We would like to open up use of iCloud on our iPadOS devices, but only want to allow users to log in with their managed iCloud account. Is there a way in Jamf Pro to either pre populate the domain and/or user and lock the user into only signing in with their managed AppleID?
@astrugatch There is no mechanism in Apple's current MDM specification that allows you to restrict the domain used for iCloud/AppleID. That would be required before Jamf could add support for it. If your organization has a support account with Apple (guessing that since you're using Managed AppleIDs the odds are good you do) I'd suggest you open a case asking for the ability to restrict iCloud/AppleID to specific domains.
The way you could get around it is to make sure you have the option "Apple ID and iCloud" unchecked in your PreStage Enrollment. This will prompt the user to enter their credentials when setting up the iPad. Then have a config profile push down to restrict account changes to iCloud accounts.
You can't unless you are either watching them or trusting them!
The way we 'report' on this, is that we manage all applications either through forced install or via self-service, but they are all managed. If you create a search or smart group of any device that has 'unmanaged' applications, these will be the users that have signed in with an unmanaged Apple ID.
Yes I hear you!
We basically create a step by step guide that classroom staff followed in order to provision devices, i.e which wifi to connect to, log in here, log in there with your school credentials, and then reported on anyone that didn't do it properly. But the most important thing we stated was that deployment is not an IT responsibility, it is the school responsibility, so here are the instructions!
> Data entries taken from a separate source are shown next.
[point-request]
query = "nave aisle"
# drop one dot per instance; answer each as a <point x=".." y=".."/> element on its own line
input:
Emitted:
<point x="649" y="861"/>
Deployment is definitely on them, but when kids have stuff their not supposed to they DO come calling. (Though we are armed to put it back on them). We deployed quickly offsite during the height of the pandemic BEFORE we were able to get managed IDs and Federation set up, so this wasn't even part of the workflow at the time. We skipped aIDs entirely until now. Now I'm in the rough spot of opening the doors, but only allowing them in with an "approved" account.